What's your go-to model in Cursor? A frontend dev's take on Gemini 2.5 Pro vs. Claude 4 vs. GPT-5

Hi everyone,

I’m curious to know what AI model you’re all using in Cursor and what your experiences have been.

As a frontend developer (React, Typescript, Next.js), I’ve found that Gemini 2.5 Pro works best for me. I switched from Claude 4 a while ago and haven’t looked back. In my opinion, Gemini 2.5 Pro seems more intelligent and, most importantly, follows my instructions much more accurately.

A key factor for me is its ability to be critical of my ideas and approach. When I’m focusing on clean code, solid architecture, and best practices, Gemini provides the critical feedback I need. We collaborate, and it challenges me when necessary. With Claude 4, I often felt it was too quick to “rubber-stamp” my ideas, even when I explicitly asked for critique. It seemed to struggle with providing truly critical feedback.

Regarding the GPT-5 family of models, I was really hoping for a significant leap in quality over both Gemini 2.5 Pro and Claude 4, but I’ve been deeply disappointed so far. My main issues are:

  • It’s extremely slow. The waiting time for responses is just too long for a daily workflow.
  • It doesn’t always follow instructions as precisely as the other models. It sometimes does more work than I ask for ( which was also the case for GPT-4’s and Claude 4 sometimes)
  • I’ve encountered a strange bug where it gets stuck in a loop, repeatedly trying to end the conversation.

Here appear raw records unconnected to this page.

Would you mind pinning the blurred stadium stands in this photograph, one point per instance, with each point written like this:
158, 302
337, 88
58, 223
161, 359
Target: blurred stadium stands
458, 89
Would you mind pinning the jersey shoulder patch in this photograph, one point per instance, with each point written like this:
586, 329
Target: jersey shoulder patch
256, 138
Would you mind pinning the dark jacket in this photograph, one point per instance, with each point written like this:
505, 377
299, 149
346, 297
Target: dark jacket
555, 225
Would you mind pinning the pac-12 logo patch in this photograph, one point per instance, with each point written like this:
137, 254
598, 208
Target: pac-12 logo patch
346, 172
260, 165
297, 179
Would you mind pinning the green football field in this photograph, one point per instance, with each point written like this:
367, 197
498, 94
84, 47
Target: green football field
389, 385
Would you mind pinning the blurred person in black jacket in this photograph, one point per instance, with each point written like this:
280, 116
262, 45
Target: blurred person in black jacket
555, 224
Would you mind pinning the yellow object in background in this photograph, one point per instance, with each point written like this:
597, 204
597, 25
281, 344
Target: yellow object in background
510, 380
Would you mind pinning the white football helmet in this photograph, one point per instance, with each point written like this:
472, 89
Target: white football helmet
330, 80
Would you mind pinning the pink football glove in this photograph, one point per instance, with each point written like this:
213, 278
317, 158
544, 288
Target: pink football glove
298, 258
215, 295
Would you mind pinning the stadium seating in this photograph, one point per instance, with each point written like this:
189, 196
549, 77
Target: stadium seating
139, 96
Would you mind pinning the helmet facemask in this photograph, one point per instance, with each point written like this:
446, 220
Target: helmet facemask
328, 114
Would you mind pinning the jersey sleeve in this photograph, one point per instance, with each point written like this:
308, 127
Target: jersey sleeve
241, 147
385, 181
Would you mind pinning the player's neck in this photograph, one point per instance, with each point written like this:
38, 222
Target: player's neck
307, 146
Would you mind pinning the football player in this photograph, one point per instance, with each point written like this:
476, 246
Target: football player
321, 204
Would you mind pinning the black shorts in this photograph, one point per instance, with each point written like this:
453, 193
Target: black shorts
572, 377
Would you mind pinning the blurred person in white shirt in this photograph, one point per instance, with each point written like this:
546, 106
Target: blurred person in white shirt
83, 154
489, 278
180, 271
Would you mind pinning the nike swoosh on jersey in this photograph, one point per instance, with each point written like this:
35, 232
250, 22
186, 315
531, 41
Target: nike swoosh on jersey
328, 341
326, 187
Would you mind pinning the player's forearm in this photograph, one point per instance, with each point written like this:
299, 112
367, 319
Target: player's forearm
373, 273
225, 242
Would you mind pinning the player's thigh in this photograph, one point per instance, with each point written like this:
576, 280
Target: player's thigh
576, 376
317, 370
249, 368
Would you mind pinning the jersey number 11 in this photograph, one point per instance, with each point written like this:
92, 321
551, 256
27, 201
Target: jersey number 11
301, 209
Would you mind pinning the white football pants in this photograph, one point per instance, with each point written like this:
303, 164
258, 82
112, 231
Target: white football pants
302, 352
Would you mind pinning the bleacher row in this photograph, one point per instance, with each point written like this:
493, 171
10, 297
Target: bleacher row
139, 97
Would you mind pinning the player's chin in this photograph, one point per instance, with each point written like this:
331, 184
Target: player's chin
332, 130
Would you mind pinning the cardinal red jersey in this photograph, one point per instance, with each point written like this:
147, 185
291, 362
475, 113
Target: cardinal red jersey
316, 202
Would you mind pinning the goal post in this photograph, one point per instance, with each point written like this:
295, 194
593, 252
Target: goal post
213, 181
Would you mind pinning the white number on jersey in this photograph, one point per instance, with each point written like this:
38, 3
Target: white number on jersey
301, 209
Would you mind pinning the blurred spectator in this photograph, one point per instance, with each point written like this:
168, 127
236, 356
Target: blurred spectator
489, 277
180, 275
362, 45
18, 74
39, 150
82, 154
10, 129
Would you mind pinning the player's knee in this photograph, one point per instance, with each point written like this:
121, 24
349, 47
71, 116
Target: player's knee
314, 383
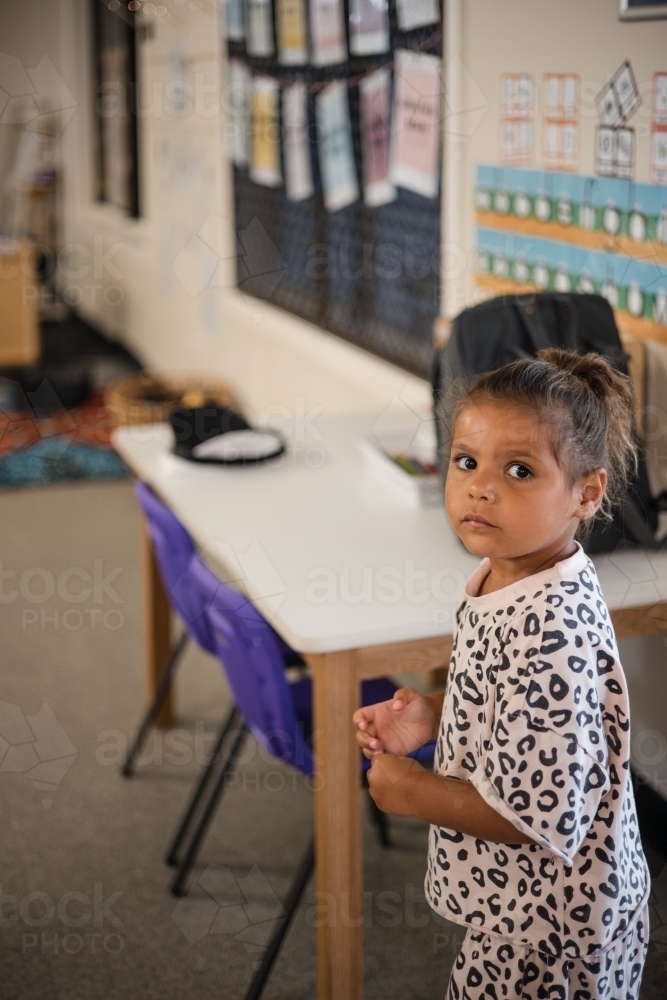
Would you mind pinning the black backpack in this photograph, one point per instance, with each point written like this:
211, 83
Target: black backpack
503, 329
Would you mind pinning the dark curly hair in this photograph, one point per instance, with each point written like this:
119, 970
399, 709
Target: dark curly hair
587, 402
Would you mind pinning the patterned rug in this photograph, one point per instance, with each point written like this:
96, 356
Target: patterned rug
68, 445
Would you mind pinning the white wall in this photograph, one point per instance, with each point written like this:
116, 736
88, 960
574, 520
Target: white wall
270, 357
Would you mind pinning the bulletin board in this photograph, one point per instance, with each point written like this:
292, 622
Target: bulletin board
370, 275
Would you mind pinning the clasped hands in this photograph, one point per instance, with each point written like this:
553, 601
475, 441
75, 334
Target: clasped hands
386, 732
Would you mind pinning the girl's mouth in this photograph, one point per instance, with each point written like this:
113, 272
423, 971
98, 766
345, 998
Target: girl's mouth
477, 521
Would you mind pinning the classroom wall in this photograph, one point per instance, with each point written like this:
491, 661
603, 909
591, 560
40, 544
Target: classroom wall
270, 357
127, 283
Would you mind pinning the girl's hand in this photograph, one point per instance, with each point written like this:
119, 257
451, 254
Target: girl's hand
398, 726
392, 780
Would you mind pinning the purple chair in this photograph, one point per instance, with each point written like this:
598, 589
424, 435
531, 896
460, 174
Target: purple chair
174, 551
277, 713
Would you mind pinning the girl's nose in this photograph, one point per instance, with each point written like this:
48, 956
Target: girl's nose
481, 491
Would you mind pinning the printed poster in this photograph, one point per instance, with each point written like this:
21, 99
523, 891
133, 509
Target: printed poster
339, 175
259, 28
234, 25
291, 32
265, 149
416, 123
369, 27
416, 13
239, 102
327, 32
296, 148
375, 91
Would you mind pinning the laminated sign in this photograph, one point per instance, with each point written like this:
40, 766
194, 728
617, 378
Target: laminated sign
375, 92
339, 175
327, 32
296, 150
291, 32
369, 27
416, 123
265, 159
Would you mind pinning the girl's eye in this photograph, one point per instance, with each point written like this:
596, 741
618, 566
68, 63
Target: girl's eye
518, 471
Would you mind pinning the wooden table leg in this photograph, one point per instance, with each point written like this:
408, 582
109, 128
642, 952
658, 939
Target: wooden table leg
157, 623
338, 828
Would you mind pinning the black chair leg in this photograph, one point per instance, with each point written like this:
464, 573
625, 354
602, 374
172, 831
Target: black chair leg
380, 819
178, 885
155, 706
290, 906
172, 857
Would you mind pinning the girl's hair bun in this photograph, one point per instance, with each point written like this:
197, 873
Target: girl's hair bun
589, 402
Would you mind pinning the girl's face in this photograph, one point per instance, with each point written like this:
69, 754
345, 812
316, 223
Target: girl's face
506, 495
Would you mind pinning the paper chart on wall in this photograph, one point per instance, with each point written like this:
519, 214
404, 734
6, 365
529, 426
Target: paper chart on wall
296, 148
265, 148
239, 100
327, 32
291, 32
339, 175
416, 13
259, 28
415, 137
234, 24
369, 27
375, 91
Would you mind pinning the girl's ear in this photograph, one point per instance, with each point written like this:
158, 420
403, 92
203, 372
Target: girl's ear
591, 494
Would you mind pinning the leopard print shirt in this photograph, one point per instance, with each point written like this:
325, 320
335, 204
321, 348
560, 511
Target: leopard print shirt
536, 717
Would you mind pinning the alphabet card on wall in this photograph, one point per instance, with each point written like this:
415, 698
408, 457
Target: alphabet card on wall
614, 141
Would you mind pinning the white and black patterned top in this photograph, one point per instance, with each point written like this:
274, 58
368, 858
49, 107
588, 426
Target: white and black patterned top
536, 717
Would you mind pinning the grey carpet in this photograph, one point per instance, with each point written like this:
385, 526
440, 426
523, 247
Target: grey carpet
86, 911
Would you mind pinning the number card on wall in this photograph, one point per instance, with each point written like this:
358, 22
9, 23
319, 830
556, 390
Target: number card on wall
517, 113
265, 148
560, 128
659, 129
416, 123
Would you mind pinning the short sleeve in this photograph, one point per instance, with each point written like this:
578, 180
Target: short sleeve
547, 784
545, 767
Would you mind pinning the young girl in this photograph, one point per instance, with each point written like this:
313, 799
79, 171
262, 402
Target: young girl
534, 843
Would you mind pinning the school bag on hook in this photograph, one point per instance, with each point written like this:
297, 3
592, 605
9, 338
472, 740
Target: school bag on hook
500, 330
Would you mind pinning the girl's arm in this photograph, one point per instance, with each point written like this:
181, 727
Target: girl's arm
403, 787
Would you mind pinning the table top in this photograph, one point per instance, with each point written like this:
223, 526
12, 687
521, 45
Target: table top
325, 548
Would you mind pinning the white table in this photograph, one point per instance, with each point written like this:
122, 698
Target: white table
359, 582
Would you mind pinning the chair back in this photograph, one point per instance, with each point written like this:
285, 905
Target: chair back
251, 656
174, 551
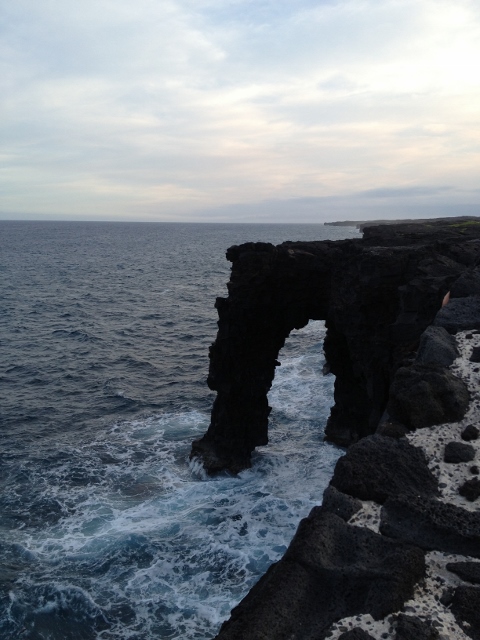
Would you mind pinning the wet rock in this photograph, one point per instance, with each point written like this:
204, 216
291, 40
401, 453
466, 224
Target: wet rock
377, 295
422, 396
468, 571
378, 467
447, 596
458, 452
355, 634
470, 433
331, 570
466, 609
437, 347
392, 429
432, 525
412, 628
342, 505
470, 489
468, 284
459, 314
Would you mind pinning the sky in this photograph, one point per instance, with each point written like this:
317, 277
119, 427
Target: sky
239, 110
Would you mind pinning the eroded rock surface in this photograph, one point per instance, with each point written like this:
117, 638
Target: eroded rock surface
377, 295
330, 570
379, 467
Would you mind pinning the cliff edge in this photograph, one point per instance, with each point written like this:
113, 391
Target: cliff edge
393, 550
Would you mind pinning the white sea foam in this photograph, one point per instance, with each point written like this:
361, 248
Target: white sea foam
142, 527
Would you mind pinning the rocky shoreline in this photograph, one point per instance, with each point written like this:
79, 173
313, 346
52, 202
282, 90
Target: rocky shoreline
394, 549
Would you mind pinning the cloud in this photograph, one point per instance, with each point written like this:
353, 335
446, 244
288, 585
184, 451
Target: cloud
179, 108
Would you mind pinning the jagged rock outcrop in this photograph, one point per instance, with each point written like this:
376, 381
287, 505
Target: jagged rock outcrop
329, 571
377, 295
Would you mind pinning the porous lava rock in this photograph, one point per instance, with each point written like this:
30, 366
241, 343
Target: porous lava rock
468, 284
331, 570
466, 609
436, 347
412, 628
468, 571
470, 489
425, 395
431, 524
458, 452
376, 294
460, 314
340, 504
378, 467
470, 433
355, 634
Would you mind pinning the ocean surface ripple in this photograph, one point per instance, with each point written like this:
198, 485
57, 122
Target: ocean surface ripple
106, 530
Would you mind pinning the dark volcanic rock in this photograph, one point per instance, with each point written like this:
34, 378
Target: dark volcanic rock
470, 489
412, 628
468, 284
377, 296
470, 433
421, 396
459, 314
392, 429
437, 347
466, 609
340, 504
458, 452
355, 634
468, 571
378, 467
331, 570
431, 524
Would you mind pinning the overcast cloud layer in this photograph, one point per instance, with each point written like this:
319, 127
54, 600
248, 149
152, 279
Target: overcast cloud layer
240, 110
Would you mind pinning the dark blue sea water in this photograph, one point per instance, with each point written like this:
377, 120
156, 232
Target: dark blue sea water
106, 530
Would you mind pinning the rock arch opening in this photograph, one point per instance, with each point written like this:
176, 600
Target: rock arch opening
301, 389
376, 296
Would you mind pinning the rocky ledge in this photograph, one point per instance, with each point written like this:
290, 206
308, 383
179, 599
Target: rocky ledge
394, 549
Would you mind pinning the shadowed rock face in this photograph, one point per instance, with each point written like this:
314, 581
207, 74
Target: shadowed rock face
377, 295
331, 570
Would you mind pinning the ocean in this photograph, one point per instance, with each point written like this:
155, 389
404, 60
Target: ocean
107, 531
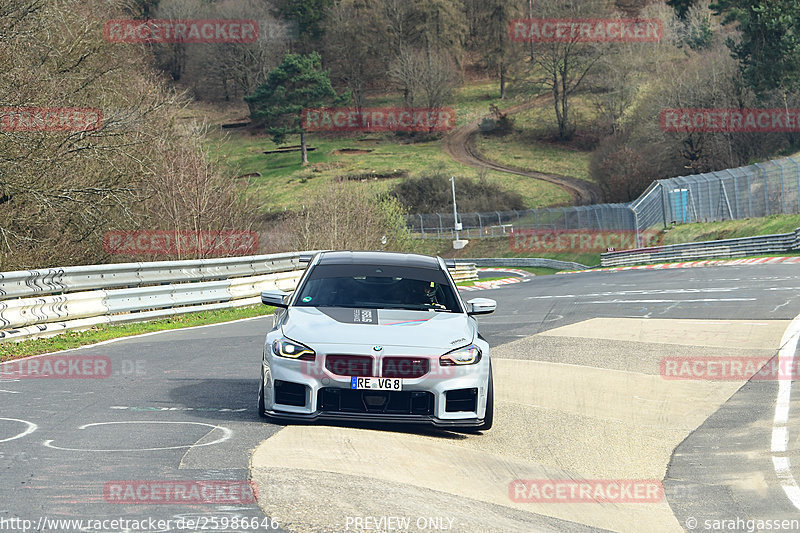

Because of these problems, I find the GPT-5 models unusable for my day-to-day work at the moment. I just don’t have the time to wrestle with the model to get what I need. I should add that I’ve read the latest OpenAI Cookbook for GPT-5, so I’ve been mindful of providing clear goals and instructions, but it still falls short in my experience.

So, what are your thoughts? What model are you using, and how has it been working for you?

P.S. This post was rewritten with Gemini 2.5 PRO and Grammarly AI for clarity, but I’m still a human :wink:

4 Likes

Interesting feedback.. Maybe I should try that Gemini too :thinking:

I’m currently using Claude Sonnet 4. Would love to use Opus4.1, but is so expensive and I have not won in lottery yet. My experience in past has been, that claude is only one that can actually finish the work very well without huge problems or lot of boilerplate code here and there. That is why I switched at the time from gpt, and I have also felt same obstacle with Gemini in the past.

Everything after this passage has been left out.